La détention provisoire est une mesure de sûreté qui consiste à incarcérer une personne mise en examen pour un crime ou un délit, jusqu’à la fin du procès, alors que sa culpabilité n’est pas encore formellement établie. Bien qu’elle soit justifiée dans certains cas, elle peut, dans d’autres, s’apparenter à une détention de longue durée.

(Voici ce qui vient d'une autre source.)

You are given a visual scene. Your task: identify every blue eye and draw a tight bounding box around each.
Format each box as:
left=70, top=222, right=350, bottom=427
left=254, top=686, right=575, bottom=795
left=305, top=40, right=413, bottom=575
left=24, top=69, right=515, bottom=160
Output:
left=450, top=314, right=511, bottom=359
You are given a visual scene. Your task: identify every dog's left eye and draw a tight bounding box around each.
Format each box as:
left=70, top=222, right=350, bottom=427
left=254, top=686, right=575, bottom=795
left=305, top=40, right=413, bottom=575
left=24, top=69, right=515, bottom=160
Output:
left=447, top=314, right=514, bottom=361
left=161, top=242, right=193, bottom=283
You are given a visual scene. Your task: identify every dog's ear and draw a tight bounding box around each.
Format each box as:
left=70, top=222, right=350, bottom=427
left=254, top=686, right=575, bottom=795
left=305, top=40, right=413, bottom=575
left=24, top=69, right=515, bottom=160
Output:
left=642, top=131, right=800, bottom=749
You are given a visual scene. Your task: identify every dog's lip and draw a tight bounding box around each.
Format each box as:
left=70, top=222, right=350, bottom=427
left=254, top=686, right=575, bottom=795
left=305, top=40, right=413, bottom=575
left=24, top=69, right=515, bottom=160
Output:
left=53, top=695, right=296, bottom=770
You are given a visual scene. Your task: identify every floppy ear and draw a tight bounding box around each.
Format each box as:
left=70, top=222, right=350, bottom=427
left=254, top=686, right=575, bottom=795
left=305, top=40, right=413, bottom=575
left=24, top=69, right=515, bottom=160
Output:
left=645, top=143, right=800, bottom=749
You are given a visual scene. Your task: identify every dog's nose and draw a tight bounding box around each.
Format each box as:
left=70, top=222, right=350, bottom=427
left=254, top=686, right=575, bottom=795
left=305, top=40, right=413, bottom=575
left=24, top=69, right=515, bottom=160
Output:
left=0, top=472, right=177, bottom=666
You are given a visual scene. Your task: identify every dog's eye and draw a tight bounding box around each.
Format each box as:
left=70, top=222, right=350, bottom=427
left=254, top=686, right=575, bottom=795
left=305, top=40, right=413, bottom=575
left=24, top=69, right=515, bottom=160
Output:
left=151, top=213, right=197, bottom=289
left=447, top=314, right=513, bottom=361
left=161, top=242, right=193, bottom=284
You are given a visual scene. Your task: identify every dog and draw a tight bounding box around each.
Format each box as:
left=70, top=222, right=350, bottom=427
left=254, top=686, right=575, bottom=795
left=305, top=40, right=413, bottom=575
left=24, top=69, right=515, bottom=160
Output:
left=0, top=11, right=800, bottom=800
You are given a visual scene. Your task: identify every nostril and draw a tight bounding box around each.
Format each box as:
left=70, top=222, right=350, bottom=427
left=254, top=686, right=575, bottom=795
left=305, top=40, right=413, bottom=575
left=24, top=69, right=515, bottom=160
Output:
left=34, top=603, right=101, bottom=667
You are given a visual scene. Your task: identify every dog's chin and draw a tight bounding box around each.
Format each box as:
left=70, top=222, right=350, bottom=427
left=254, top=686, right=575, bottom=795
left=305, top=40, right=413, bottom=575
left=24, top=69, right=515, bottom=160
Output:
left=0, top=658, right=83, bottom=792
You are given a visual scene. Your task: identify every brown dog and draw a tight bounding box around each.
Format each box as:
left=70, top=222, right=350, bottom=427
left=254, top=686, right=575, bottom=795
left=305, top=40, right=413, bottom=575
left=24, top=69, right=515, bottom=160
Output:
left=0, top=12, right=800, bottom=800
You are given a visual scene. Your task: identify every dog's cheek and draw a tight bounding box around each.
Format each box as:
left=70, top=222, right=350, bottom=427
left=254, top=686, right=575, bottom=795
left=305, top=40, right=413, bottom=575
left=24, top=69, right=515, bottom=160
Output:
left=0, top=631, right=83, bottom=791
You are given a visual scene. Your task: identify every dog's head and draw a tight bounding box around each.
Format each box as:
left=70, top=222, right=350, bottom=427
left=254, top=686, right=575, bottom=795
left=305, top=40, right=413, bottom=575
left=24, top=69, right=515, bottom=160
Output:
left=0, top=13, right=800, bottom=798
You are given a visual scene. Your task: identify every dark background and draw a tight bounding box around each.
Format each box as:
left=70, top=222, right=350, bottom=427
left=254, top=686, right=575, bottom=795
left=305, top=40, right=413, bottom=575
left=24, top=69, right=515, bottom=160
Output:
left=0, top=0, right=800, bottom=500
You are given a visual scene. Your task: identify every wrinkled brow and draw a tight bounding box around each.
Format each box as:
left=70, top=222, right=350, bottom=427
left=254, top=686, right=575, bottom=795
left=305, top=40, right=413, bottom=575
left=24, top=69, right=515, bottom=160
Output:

La détention provisoire est par nature, comme son nom l’indique « provisoire » et ne peut excéder une durée raisonnable, qui s’apprécie en fonction de la gravité des faits reprochés et des investigations nécessaires à la manifestation de la vérité à accomplir. Elle est strictement encadrée par le Code de procédure pénale.
Pour les délits, elle ne peut excéder quatre mois lorsque l’individu mis en examen n’a jamais été condamné à une peine criminelle ou d’emprisonnement sans sursis d’une durée supérieure à un an et qu’il encourt une peine inférieure ou égale à cinq ans.
Elle peut aller jusqu’à deux ans lorsque l’instruction porte sur des faits graves : trafic de stupéfiants, association de malfaiteurs, proxénétisme, extorsion de fonds ou pour une infraction commise en bande organisée et sont réprimés d’une peine égale à 10 ans d’emprisonnement.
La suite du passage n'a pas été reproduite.